To start with the year’s flagship events, there was a whole lot of music before the Richmond Jazz Festival ended in a midsummer deluge. Most memorable sets there: incredible vocalist Jazzmeia Horn and the truly epic funk craziness of George Clinton and Parliament-Funkadelic on their farewell tour. The Richmond Folk Festival remains the area’s cross-cultural crown jewel. The highlight was the high-energy, history-drenched, massively attended set from gospel legend Mavis Staples.
One beneficiary of the Folk Festival opening local ears to global music is Richmond’s vital world music scene. This includes but is not limited to the interconnected Latin groups, Bio Ritmo, Miramar and Quatro Na Bossa, the Ethiopian-themed Afro-Zen Allstars, and this year’s breakout, Turkish language Yeni Nostalji.

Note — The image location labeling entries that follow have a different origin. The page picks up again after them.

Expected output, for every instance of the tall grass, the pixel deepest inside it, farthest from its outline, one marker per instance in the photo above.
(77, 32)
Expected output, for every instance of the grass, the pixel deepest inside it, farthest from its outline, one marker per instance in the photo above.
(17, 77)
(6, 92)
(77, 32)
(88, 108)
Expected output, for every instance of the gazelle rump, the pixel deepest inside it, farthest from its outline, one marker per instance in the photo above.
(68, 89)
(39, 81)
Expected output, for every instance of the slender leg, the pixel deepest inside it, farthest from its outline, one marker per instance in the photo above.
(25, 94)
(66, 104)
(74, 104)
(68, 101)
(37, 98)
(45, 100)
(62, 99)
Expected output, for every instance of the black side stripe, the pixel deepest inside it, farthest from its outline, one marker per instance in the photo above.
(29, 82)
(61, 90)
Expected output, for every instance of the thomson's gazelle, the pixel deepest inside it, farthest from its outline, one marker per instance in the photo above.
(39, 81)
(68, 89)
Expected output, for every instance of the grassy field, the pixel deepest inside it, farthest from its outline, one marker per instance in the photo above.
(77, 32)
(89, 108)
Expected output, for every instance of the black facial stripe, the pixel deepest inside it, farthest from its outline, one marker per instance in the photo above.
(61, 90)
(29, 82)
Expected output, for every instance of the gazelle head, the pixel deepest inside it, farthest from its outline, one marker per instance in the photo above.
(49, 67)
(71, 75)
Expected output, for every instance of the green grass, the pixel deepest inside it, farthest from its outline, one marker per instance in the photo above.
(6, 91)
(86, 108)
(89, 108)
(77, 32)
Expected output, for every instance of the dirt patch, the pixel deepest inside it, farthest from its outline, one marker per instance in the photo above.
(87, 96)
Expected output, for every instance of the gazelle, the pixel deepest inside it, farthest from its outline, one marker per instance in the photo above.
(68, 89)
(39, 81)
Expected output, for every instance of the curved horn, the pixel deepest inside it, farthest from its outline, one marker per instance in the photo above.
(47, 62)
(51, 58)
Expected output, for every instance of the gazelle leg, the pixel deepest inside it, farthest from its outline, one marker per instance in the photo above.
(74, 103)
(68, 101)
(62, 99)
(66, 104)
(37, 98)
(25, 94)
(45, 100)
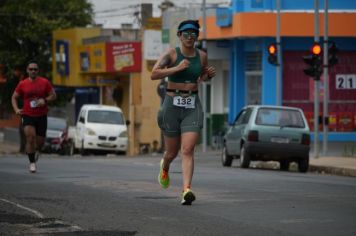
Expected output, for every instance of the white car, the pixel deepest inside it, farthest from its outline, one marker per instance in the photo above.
(101, 127)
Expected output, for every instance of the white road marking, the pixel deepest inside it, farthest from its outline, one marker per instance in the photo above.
(24, 208)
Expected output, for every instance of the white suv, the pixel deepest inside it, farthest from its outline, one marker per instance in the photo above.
(101, 127)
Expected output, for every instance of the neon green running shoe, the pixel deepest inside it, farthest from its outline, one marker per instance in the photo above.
(187, 197)
(163, 177)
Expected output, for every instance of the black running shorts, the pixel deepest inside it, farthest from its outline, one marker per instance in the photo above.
(39, 122)
(174, 120)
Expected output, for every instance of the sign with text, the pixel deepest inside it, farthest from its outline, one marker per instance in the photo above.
(123, 57)
(345, 81)
(62, 57)
(153, 44)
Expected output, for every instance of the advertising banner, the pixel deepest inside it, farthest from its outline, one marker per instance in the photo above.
(123, 57)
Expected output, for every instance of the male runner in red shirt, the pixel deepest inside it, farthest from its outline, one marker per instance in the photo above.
(36, 92)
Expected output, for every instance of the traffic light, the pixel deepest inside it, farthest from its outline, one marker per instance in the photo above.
(314, 61)
(272, 54)
(332, 60)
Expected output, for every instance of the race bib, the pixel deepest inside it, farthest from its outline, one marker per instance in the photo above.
(33, 103)
(187, 102)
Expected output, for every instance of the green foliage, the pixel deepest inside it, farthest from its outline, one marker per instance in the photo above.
(26, 28)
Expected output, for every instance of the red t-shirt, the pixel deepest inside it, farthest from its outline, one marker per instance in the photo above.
(30, 90)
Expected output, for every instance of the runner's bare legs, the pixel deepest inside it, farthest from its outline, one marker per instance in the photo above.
(189, 140)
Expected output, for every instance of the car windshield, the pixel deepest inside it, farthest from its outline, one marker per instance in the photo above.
(280, 117)
(56, 124)
(105, 117)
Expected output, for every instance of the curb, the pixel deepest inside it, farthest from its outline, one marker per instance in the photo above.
(332, 170)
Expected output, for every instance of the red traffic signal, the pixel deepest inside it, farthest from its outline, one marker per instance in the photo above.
(272, 49)
(272, 54)
(316, 49)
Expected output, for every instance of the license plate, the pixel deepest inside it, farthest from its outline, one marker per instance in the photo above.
(105, 144)
(279, 140)
(187, 102)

Elsewhere, the Broadberry, which joined forces with Trigger System booking this year, continues to put together memorable artist mash-ups, notably this year’s All Day Block Party, headlined by No BS Brass, fortified with vocalist Sam Reed, with Thorp Jenson, Spooky Cool, Angelica Garcia, Prabir Mehta and Brunswick.
Local artists are carrying the Richmond flag far beyond the local scene. Singer and songwriter Lucy Dacus continues her national and international tour supporting a sophomore album that made many national best-of lists, including Paste’s No. 1 album of the year. Upfront city champions No BS Brass played top summer festivals, including Monterrey Jazz and Telluride. Butcher Brown toured with Kamasi Washington, arguably the top saxophonist of 2018. Spacebomb Records’ Andy Jenkins is touring the United Kingdom through January. Natalie Prass, on a new label but with an all-Richmond crew, expanded the hope and heartbreak palette of her debut into danceable political commentary with “The Future and the Past.” Spacebomb house composer Trey Pollard released “Antiphony,” an impressive set of chamber string preludes and fugues.

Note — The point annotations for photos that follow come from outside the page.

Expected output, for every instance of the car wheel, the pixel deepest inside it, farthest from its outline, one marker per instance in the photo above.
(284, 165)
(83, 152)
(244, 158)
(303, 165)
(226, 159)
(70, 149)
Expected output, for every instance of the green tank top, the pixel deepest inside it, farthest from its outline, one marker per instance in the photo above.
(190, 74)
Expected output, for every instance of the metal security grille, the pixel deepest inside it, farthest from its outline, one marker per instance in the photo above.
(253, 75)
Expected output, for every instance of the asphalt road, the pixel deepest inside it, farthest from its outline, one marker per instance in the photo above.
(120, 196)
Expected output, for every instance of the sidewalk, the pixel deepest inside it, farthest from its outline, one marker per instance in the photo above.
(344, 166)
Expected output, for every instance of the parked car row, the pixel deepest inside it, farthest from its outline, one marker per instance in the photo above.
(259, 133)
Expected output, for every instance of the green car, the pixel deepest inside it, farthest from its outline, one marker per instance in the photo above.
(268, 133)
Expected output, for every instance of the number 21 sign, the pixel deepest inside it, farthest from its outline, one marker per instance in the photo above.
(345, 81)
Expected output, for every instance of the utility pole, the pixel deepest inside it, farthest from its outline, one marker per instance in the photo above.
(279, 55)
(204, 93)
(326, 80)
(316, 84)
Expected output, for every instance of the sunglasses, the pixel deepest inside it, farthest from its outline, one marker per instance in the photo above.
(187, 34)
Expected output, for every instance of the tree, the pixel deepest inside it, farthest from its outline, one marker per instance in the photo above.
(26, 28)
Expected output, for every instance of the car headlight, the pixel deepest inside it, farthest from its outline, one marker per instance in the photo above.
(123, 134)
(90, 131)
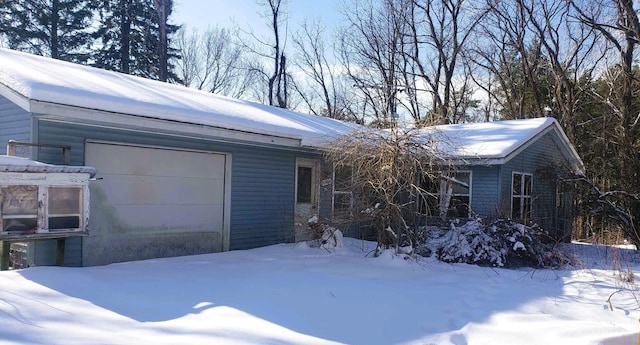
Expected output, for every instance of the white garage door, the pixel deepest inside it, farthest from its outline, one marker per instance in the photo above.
(161, 188)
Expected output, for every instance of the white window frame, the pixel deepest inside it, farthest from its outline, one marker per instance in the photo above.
(43, 182)
(442, 193)
(521, 196)
(341, 192)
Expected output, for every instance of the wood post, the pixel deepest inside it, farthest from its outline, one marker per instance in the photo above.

Meanwhile, a new generation of Richmond artists, including Kenneka Cook and Calvin Brown, made recording debuts, as well as a long overdue debut from Mekong Express.
Regarding venues, the best places to hear every note remain the Jam Inc. concerts at In Your Ear studio or the Tin Pan listening room, although the state-of-the-art sound system and banked seating at the Institute for Contemporary Art may rocket that to the top. Bigger names, albeit not big enough to challenge the barnlike acoustics of Altria Theatre, come to the Modlin Center, notably this year the Maria Schneider Big Band and Ulysses Owens’ “Songs of Freedom” featuring Rene Marie.
The best regular jazz scene is Macon Mann’s Wednesday night series at the Rabbit Hole downstairs at Vagabond, where local heroes such as Brian Jones, James “Saxsmo” Gates, Marcus Tenney, Charles Owens and Reginald Chapman alternate with a rapidly rising next generation, including saxophonists Chet Frierson and Nathaniel Clarke, drummers Cleandre Foster, Kofi Shepsu and Bryan Connelly, and guitarist Morgan Burrs. Andrew Randazzo’s Big Band is always worth catching there, even if the crowded-in players fill up an appreciable amount of the floor space. One of the best events of the last weeks of 2017 was Randazzo’s “Charlie Brown Christmas”-themed holiday show. For those who missed it, there is a chance to catch it Dec. 19, combined with Randazzo’s other group in what Devonne Harris calls “A Charlie Butcher Brown Christmas.”
As always, the intimate Saturday night sets at the Barrel Thief are a treat. Keep an eye out for great players brought to town by the Richmond Jazz Society, and local players at the Virginia Museum of Fine Arts every Thursday. And free Virginia Commonwealth University recitals remain one of the area’s great values, even if the only safe way to park within a quarter mile requires payment.
So much music. Even after more than 100 performances in the past year, far more were missed. Apologies to all the worthy artists bone-headedly omitted.